On 9/30/2013 5:02 PM, Tim Chase wrote:
On 2013-09-30 19:04, Franck Ditter wrote:
two points make me crazy :
1. Tail recursion is not optimized. We are in 2013, why ? This is
known technology (since 1960). And don't answer with "good
programmers don't use recursion",

I seem to recall hearing that the primary reason it hadn't been
implemented is because of Python's super-dynamism (to make up a
word).

Right. A tail call is a call immediately followed by a return (in the byte code or equivalent). A recursive tail call is a tail call to the function containing the tail call. In Python, the function to be called in a call is not determined until the call is made. This is because the function expression is evaluated to a function object at runtime, not when the function is compiled.

It would be trivial to detect and somewhat optimize all tail calls in CPython. But the result would be to delete traceback info with *all* tail calls, not just for recursive tail calls.

Some functions have multiple recursive calls, as with divide and conquer algorithms and graph traversal. The last recursive call might or might not be a tail call. When it is, having calls omitted from the traceback might be undesireable.
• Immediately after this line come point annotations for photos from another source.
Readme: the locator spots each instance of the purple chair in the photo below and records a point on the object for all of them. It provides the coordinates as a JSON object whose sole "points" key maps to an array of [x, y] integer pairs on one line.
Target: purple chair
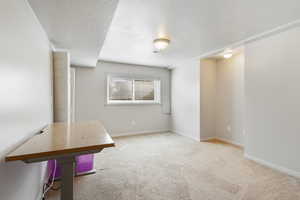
{"points": [[84, 164]]}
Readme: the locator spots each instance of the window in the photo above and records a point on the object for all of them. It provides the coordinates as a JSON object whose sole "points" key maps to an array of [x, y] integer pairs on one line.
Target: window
{"points": [[122, 90]]}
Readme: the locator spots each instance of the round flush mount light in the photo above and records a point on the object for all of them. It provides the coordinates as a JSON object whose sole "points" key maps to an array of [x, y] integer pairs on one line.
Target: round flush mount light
{"points": [[228, 54], [161, 43]]}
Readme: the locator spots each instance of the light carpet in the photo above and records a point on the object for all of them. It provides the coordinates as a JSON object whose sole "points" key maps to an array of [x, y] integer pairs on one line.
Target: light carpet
{"points": [[171, 167]]}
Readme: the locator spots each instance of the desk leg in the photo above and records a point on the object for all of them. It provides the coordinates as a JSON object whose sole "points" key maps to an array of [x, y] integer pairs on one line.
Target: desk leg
{"points": [[67, 168]]}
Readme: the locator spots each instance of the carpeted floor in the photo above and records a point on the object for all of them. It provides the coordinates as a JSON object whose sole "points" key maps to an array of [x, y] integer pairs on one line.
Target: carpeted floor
{"points": [[171, 167]]}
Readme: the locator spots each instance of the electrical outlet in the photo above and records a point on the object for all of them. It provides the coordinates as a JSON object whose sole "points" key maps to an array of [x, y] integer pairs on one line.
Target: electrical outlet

It might be disconcerting, for instance, if the number of calls in the traceback for a balanced binary tree algorithm did *not* match the level where the error took place.

That a function could be a tail recursion in one call, but
the calling the same name could then become rebound.  I'm making up
the example, but I think it was something like this:

   def kablooie(*args):
     if not args:
       def kablooie(*args):
         woah()
     do_something(args)
     kablooie(args[1:])

where tail recursion optimization would do weird things.